La première est l’idée même de
cette série de concerts. Certains, de bonne foi, soutiennent qu’il s’agit d’une
démarche d’exotisation, de folklorisation, et finalement de dévaluation de
notre culture transformée en un vulgaire bien de consommation. Pourtant, on
peut tout aussi valablement évoquer le rôle potentiel d’amplificateur de la
« musique commerciale », lorsqu’elle fait accéder à une certaine
visibilité une culture vernaculaire et minorisée. Tout dépend de la façon dont
les choses sont faites, et aussi de la manière dont elles sont reçues. De plus,
la distinction entre « musique artistique » et « musique
commerciale » n’est pas toujours aisée à établir. Par ailleurs, la notion
même d’authenticité culturelle (sputichezza) est sans cesse à
interroger. En Corse comme ailleurs, la langue, la culture et la musique sont
le fruit de phénomènes d’hybridation anciens ou plus récents. Rappelons que de
tels phénomènes, singulièrement en matière musicale, ont été extrêmement
présents au sein des groupes culturels historiques du Riacquistu. Ce qui ne
nous empêche pas, à titre individuel ou collectif, de conserver un certain
attachement à un état de la langue ou à des formes musicales traditionnelles.
Le débat est intéressant, dès l’instant où il ne se transforme pas en mise en
cause des artistes qui ont fait le choix de participer à ce concert. Parmi ces
derniers, on compte des militants historiques – et pas seulement des militants
culturels, ce qui serait déjà beaucoup. Sur ce sujet, évitons de diviser le
camp de ceux qui défendent la Corse, son peuple et sa culture. Chacun est
libre, en fonction de ses préférences, d’assister ou non à un spectacle. En
attendant, retrouvons-nous par-delà nos différences à la manifestation du 30
mai à Bastia pour défendre notre langue nationale.
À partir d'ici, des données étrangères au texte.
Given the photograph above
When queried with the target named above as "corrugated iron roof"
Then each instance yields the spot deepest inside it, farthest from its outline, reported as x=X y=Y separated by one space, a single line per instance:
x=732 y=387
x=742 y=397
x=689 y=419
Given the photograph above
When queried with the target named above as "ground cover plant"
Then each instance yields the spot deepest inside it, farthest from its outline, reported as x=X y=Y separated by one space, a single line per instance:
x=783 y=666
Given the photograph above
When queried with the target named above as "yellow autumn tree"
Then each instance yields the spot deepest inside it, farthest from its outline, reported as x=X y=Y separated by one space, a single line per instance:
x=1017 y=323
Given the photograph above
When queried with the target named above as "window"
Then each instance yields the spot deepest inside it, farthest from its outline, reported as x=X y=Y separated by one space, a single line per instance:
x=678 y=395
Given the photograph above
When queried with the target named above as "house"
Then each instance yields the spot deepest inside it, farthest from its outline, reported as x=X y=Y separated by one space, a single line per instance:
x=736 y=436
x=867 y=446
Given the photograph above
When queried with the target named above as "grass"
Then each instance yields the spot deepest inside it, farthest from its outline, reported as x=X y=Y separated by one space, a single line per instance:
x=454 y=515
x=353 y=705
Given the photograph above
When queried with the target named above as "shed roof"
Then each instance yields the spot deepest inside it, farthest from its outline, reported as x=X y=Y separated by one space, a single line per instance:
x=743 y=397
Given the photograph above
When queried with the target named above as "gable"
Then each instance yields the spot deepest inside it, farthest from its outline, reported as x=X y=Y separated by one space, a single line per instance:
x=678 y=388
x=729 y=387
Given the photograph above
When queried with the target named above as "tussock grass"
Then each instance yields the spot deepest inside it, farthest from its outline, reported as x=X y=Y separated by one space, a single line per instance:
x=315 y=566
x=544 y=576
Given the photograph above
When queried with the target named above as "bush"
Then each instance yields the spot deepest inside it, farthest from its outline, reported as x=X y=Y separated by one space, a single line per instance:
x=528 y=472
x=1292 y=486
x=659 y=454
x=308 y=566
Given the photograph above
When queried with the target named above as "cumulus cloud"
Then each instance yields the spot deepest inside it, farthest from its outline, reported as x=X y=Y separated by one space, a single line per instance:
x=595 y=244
La seconde question que je
voulais évoquer en lien avec la soirée de Marseille est d’une autre nature et
elle n’appelle pas à mon sens de débat : la distribution de flyers
commerciaux à proximité du concert et indépendamment, semble-t-il, de la
volonté des organisateurs. Il s’agit là d’un fait d’une insigne gravité :
inciter ouvertement et sans vergogne des acheteurs étrangers à « vivre le
rêve corse » en s’emparant de nos terres et de nos maisons.
Aussi, il semble indispensable
que les différentes formations du mouvement national s’entendent – au moins sur
ce point – pour dire leur refus définitif et déterminé de ce genre de démarches
qui mettent en cause, à terme, la pérennité même du peuple corse sur sa terre.